拓海の言葉は僕を守るための嘘で、本心は違うのではないか。そんなことを考えてしまう。

 帰り道、拓海が運転する車の中で、僕は気が重たくなる。

「悠斗、叔母さんの言葉、気にしないで。俺、悠斗との時間を大切にしたいって思っているんだ。子育ても大事だけど、悠斗と二人で過ごす時間もちゃんとほしい。だから子どもは海斗がいればいいんだ」

 拓海が優しく言ってくれたが、その優しさが余計に胸を締め付けた。拓海は僕を傷つけないように、いつも言葉を選んでくれる。それが申し訳なくて、辛かった。

 月日が流れ、海斗が三歳になった頃、拓海の父親から食事に誘われた。高級な日本料理店の個室で、拓海の両親と四人で向かい合って座った。
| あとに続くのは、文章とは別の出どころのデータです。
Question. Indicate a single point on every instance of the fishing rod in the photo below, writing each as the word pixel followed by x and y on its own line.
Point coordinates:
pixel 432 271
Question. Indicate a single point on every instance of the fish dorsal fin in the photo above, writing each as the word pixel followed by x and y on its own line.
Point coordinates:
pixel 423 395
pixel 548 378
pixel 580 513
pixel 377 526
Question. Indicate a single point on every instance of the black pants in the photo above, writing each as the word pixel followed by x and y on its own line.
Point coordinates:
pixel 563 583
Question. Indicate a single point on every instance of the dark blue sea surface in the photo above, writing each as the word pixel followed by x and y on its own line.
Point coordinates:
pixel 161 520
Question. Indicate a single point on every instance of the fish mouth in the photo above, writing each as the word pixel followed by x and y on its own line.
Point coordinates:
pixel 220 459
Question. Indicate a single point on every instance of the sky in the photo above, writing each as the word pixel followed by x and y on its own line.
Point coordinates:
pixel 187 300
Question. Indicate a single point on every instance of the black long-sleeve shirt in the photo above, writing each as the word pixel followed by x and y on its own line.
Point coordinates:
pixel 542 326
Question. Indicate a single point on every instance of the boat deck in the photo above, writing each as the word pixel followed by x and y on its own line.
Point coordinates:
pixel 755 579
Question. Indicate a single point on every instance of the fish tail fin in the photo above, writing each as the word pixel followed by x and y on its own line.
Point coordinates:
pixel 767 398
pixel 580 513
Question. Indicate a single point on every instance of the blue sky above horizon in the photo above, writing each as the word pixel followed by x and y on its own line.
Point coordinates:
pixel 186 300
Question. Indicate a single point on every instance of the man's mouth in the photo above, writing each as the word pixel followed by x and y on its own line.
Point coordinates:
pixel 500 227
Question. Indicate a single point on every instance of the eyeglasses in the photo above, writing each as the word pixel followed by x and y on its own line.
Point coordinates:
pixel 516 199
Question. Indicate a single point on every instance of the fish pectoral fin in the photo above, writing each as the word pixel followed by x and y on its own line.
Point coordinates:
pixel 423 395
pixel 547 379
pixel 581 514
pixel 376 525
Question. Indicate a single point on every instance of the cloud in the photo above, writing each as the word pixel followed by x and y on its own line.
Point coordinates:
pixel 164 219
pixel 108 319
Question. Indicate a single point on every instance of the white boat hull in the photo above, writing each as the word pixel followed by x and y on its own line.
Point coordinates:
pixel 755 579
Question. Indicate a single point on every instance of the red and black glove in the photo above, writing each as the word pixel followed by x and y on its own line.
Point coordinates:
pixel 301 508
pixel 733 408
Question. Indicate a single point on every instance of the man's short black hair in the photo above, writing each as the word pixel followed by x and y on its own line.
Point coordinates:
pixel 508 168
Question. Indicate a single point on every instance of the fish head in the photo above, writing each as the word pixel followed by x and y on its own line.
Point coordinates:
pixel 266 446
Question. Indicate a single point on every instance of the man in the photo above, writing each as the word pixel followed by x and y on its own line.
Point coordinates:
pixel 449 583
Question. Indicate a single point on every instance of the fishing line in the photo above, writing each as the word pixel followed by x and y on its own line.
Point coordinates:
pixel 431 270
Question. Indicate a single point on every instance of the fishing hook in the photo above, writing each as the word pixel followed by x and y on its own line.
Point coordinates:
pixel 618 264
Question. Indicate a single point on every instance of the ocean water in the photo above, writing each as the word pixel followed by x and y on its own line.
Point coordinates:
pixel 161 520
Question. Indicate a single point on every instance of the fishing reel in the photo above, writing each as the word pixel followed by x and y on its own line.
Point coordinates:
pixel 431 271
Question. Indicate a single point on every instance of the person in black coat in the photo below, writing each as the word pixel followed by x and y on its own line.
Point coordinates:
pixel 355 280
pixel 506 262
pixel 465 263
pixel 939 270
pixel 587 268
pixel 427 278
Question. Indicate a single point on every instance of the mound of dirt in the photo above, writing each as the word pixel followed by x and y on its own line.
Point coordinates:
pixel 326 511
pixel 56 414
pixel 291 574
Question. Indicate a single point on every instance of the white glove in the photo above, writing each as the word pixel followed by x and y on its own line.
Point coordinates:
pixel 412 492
「拓海、そろそろ会社の重要なプロジェクトを任せようと思っている」
 父親の言葉に、拓海が姿勢を正した。

「将来的には、お前に会社を継いでもらいたい。そのための準備を始めたい」
 重い空気が個室を包み込んだ。

「悠斗さんも、大変だと思うけど、拓海を支えてあげてほしい」

 父親が僕に向かって頭を下げた。慌てて「はい」と答えたが、胸が締め付けられた。
 大企業の社長の後継者として、いよいよ拓海が本格的に仕事を任されるようになっていく。

 その配偶者として、僕ができることはなんだろうか。

(後継者を産んであげられない僕が、それ以上の価値を提供できる?)

 海斗が五歳になった頃、拓海の仕事がさらに忙しくなった。朝は誰よりも早く家を出て、夜は日付が変わる頃に帰ってくる日が続いた。疲れ切った顔で帰ってくる拓海を見るたびに、僕は妻として何もできていないと胸が痛んだ。

「拓海、無理しないで」
「大丈夫。ただの悠斗不足だから。週末は休めそうだから、悠斗を抱かせて。そしたらすぐに元気になるよ」

 拓海は笑顔を作って冗談めいたことを言っていたが、目の下のクマが濃くなっていた。

 ある日、拓海の母親から電話があった。

「悠斗さん、拓海の様子はどう? 最近、すごく痩せたみたいで心配なの」
「はい……仕事が忙しくて、あまり食事も取れていないみたいです」
「そう……悠斗さん、拓海のこと、よろしくお願いね」

 電話を切った後、リビングで膝を抱えた。僕は拓海を支えきれていない。

(もっとしっかりしなくちゃ。もっと頑張らないと)

 鏡に映る自分を見た。疲れた顔、冴えない表情、何の華もない姿。こんな僕が、本当に拓海の隣にいていいのだろうか。

「僕が拓海の足枷になっているんじゃないだろうか」

 拓海は優しいから、何も言わない。家族も優しいから、受け入れてくれている。でも本当は、もっと相応しい人がいたのではないか。華やかで、学歴があって、子供をたくさん産める相手が。

 海斗が六歳になる頃には、僕は一つの考えに囚われていた。

『拓海には別の人が相応しい――』と。